At the current rate, the production of digital data far exceeds that of storage capacity, which requires making choices, such as not keeping certain information, or degrading the quality of recorded data.
To address this acceleration in storage needs, researchers from Fujian Normal University in China have developed an original process that simultaneously exploits several properties of light to record information in three dimensions. This method allows for much more data to be housed in a volume equivalent to traditional processes, thus offering a serious avenue to meet demand.

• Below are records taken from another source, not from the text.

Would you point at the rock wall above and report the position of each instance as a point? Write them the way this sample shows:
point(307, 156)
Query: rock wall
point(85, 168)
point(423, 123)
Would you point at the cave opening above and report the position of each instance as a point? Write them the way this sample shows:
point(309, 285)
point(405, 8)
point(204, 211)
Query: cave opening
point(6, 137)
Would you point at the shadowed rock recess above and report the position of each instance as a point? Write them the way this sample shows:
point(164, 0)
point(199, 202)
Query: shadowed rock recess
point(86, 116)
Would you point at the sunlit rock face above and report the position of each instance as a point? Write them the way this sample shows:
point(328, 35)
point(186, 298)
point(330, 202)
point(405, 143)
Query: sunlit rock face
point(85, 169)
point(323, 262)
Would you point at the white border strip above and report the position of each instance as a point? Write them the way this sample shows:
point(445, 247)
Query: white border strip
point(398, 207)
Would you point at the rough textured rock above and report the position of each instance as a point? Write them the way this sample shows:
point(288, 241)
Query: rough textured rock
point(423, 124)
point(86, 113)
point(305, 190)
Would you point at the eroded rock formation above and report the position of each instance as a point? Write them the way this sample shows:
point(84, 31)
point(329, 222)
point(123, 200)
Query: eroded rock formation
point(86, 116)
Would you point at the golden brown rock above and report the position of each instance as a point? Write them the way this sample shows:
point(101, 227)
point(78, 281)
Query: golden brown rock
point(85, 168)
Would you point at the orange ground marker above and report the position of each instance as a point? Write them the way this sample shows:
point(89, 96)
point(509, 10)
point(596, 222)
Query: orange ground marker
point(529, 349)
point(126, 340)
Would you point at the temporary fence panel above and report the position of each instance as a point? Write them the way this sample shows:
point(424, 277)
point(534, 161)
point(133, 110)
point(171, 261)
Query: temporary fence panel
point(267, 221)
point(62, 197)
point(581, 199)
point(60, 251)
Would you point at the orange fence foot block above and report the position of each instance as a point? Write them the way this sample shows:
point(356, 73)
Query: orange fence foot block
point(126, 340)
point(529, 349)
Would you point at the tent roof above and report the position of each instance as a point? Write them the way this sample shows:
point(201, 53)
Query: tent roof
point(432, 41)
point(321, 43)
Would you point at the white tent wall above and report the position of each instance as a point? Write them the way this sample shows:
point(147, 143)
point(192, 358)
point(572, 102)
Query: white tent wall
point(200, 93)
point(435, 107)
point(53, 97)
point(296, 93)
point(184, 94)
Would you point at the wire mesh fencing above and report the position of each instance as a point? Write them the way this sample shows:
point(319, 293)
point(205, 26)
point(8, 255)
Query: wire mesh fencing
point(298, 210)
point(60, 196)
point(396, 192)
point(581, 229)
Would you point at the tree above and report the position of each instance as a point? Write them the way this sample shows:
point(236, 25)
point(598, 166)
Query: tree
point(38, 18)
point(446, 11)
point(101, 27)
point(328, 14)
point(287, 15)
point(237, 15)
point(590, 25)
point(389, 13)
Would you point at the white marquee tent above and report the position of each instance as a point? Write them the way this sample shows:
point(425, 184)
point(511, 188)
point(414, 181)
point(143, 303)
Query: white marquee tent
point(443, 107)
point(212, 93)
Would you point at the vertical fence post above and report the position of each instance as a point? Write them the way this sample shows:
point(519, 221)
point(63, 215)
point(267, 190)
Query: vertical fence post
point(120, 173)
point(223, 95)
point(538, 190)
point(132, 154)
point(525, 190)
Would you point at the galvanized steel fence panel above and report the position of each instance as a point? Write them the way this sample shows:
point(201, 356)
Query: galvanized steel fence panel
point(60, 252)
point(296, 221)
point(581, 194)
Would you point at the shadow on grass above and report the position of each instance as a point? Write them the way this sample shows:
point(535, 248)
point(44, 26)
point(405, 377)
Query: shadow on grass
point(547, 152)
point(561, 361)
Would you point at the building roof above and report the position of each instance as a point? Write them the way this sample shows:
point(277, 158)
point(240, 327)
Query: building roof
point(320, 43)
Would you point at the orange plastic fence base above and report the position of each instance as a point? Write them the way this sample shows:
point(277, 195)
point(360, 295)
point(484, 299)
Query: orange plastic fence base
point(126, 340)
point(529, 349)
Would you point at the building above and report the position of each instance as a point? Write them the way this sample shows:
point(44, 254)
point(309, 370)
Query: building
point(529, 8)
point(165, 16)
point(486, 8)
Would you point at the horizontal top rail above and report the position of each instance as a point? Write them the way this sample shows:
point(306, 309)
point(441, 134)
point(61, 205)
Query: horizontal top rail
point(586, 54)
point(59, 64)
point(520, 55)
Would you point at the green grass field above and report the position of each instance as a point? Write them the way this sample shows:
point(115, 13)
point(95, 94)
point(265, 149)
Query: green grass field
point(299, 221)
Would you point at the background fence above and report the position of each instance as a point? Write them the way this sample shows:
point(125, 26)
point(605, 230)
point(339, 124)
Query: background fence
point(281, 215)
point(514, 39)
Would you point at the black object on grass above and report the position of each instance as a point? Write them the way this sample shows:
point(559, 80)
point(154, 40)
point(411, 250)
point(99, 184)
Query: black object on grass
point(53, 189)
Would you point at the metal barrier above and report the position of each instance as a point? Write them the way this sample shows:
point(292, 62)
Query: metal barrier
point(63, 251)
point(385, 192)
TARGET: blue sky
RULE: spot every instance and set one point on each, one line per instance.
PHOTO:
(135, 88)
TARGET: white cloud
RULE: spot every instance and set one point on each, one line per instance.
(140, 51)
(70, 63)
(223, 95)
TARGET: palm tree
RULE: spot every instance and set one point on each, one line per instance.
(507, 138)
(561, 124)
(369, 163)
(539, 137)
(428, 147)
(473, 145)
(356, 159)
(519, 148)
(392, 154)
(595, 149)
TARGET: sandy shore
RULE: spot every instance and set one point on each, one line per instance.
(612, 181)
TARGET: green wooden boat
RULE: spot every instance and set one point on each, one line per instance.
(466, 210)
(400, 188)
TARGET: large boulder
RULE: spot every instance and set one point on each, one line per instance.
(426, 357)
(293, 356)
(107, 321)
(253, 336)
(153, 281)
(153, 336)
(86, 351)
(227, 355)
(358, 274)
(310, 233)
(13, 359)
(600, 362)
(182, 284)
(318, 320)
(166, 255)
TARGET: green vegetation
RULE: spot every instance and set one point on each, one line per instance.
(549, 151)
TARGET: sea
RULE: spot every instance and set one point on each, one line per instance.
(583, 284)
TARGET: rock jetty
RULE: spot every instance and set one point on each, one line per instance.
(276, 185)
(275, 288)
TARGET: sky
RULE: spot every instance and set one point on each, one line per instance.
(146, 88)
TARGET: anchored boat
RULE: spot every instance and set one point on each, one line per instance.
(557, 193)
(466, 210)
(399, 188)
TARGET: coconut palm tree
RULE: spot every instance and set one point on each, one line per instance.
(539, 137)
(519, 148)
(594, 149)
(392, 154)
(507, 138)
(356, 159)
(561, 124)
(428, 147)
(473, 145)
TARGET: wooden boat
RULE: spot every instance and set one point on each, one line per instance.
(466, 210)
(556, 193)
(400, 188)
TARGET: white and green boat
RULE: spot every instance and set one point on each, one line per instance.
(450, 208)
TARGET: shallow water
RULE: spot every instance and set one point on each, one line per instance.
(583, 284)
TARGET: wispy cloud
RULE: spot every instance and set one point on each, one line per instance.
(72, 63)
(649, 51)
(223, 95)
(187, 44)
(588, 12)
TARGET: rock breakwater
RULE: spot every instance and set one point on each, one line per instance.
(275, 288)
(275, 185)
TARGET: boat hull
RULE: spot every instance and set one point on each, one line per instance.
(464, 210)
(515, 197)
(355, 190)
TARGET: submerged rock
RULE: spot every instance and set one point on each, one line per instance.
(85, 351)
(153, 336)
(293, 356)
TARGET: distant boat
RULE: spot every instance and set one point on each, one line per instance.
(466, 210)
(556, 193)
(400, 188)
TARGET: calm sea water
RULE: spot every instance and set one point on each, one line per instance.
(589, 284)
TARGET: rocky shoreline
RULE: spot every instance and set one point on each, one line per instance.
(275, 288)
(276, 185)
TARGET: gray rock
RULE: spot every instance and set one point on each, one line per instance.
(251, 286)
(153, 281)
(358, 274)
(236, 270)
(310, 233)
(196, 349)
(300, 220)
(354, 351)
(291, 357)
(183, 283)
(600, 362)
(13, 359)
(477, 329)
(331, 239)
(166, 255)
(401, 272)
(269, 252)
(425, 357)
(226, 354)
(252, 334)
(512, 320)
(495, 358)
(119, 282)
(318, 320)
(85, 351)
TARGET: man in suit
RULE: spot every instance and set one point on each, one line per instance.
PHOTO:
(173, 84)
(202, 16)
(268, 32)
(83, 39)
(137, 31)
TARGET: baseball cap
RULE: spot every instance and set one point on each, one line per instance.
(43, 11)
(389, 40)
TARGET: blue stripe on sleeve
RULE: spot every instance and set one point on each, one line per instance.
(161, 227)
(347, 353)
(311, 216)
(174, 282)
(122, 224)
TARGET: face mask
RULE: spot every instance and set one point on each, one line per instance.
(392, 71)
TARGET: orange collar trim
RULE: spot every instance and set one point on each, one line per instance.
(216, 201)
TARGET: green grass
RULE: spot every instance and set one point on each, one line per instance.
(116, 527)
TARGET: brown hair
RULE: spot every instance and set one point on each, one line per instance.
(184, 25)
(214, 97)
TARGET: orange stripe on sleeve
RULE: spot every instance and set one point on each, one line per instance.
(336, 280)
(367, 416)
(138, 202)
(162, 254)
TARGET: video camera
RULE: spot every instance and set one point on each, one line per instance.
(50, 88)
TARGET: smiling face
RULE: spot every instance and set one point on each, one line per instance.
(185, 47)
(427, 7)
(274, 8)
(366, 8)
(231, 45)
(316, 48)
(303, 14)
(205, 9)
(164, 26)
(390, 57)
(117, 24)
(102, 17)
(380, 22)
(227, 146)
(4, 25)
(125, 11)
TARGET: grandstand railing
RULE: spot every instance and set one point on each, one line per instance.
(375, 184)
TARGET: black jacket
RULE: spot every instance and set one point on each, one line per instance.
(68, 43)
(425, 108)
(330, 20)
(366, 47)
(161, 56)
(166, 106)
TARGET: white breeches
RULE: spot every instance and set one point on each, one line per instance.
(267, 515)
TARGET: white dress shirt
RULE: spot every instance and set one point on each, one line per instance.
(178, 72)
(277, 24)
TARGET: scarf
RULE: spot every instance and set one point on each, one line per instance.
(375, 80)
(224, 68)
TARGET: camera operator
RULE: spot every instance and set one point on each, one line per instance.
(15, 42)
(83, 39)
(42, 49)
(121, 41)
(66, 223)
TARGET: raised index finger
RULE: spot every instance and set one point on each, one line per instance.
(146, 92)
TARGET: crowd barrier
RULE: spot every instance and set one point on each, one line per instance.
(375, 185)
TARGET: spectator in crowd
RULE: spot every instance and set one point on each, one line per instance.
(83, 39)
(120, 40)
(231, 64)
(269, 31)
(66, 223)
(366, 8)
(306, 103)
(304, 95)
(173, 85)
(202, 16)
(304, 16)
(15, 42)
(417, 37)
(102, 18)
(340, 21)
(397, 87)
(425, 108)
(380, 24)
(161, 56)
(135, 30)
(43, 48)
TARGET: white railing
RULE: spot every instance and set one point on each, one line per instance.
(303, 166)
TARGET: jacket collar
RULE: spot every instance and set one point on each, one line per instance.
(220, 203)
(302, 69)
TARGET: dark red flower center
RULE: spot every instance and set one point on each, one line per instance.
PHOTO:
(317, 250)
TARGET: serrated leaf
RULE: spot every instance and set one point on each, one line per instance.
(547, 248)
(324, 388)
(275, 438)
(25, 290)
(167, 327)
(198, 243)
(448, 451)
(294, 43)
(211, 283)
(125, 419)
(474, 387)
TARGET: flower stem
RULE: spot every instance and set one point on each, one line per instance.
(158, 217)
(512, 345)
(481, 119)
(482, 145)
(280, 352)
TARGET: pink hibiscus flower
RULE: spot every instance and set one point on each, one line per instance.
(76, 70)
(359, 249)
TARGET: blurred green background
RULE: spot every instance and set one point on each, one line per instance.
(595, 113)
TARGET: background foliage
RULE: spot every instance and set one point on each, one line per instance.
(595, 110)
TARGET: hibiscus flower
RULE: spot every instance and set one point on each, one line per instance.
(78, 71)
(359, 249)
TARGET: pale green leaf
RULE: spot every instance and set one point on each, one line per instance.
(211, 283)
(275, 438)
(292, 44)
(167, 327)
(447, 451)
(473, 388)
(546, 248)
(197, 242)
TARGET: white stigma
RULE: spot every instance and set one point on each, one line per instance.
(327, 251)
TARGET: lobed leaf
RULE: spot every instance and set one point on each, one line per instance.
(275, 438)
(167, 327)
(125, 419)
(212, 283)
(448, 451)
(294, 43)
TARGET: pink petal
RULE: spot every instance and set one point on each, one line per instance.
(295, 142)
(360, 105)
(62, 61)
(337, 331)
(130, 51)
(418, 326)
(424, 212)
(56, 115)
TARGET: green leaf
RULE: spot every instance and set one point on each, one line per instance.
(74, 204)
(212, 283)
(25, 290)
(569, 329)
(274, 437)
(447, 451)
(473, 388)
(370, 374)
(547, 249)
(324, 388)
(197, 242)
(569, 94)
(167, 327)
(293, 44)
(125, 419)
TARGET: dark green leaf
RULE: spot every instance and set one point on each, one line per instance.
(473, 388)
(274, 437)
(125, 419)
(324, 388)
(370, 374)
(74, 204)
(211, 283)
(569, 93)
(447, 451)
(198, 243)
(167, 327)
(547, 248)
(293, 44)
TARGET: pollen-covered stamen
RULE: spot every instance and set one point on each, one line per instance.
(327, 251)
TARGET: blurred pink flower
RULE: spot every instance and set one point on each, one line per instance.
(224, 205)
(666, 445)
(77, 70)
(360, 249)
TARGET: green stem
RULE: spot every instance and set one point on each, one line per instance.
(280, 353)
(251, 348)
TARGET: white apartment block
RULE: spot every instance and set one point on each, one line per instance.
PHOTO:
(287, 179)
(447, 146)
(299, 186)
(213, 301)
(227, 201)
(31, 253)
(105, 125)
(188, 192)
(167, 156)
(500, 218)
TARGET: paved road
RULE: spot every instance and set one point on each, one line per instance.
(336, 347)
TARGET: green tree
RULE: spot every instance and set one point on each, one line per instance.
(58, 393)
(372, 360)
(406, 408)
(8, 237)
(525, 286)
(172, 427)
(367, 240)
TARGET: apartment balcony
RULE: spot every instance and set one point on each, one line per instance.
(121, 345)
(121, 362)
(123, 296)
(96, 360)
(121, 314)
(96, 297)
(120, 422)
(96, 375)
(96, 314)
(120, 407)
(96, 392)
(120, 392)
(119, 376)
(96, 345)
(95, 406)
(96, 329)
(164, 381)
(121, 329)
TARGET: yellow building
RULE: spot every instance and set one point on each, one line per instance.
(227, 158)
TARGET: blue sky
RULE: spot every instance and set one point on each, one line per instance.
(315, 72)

Representation of a data page stored in a material through holography, simultaneously using the intensity, phase, and polarization of light. Credit: Xiaodi Tan, Fujian Normal University in China
Most current systems, such as hard drives, record data on a flat surface. The new technique, however, relies on the principle of holography to inscribe information within the thickness of a material. By superimposing several patterns within the same volume, this approach significantly improves storage density.
The idea of holographic storage is not new, but the innovation here lies in the combined use of three properties of light to form 'pages' of optical information.
Light is not just a simple luminous flux. It notably possesses a property called polarization, which describes the direction in which its wave vibrates. The researchers have managed to make this polarization a stable and reliable information channel, in addition to the intensity and phase properties already used.
To achieve this, they applied a three-dimensional modulation technique that allows a single optical device to control these three parameters simultaneously and in a coordinated manner. The writing is reliable and fast enough for most needs.
However, reading this multidimensional data has until now faced a significant technical difficulty. Standard sensors can only directly measure the intensity of light in a single reading, leaving other information inaccessible.
To overcome this hurdle, the scientists used an artificial neural network. After training on diffraction images, it became capable of reconstructing all three dimensions from simple intensity measurements. It analyzes the small subtleties in the patterns to deduce the missing information about phase and polarization in the recording.
Once the concept was validated by experiment, the researchers observed that this combined approach effectively increased the amount of information carried by a single holographic page. Simultaneous decoding by artificial intelligence also greatly speeds up reading, since it avoids multi-step measurements. This alliance between optics and AI thus enables storage that is both dense, with reading that is reliable and fast.
For now, this technology remains at the experimental stage. Several improvements are required before any potential deployment. The scientists plan to increase the resolution of the encoded data and strengthen the robustness of storage materials sensitive to polarization.
The ultimate goal is to combine this method with other multiplexing techniques to record multiple data pages in parallel, and thus further push the capacity limits.